THE CRITICAL PATH DEFINED
The critical path is generically defined as the longest continuous path of activities, from the
progress date or data date to the final completion activity, which determines the overall duration
for a project. The activities that typically comprise the critical path are those activities with the
least amount of total float (i.e., zero or negative total float values). An activity on the critical path
is planned to not be started or completed until its logical predecessor activity or activities have
started or completed.
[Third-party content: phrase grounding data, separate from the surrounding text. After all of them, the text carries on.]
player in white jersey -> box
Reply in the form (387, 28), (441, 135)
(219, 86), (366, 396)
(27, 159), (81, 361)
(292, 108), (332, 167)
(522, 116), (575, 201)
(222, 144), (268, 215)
If a critical path activity is delayed by one or many days, then any successor
activities including the project’s final completion activity will be delayed unless mitigations are
taken to recover the delay.
The following are two scenarios among many used to explain the rationale behind adopting a
certain critical path in a given situation:
a) Scenario No. 1 – A contractor may develop a critical path based on the
calculated result of the planned network logic and estimated activity durations
and other milestones included in the schedule; or
b) Scenario No. 2 – A contractor may develop a critical path based on the
collaborative input from the project manager, superintendent, subcontractors,
and/or others to force the critical path to go through certain activities that those
experienced people are satisfied with, because, based on prior history and
experience on similar projects, the criticality typically goes through this
work sequence.
The critical path can be represented by a single path or it could be represented by multiple parallel
paths. Figure 2-1 provides a simple example of a single critical path and multiple critical paths.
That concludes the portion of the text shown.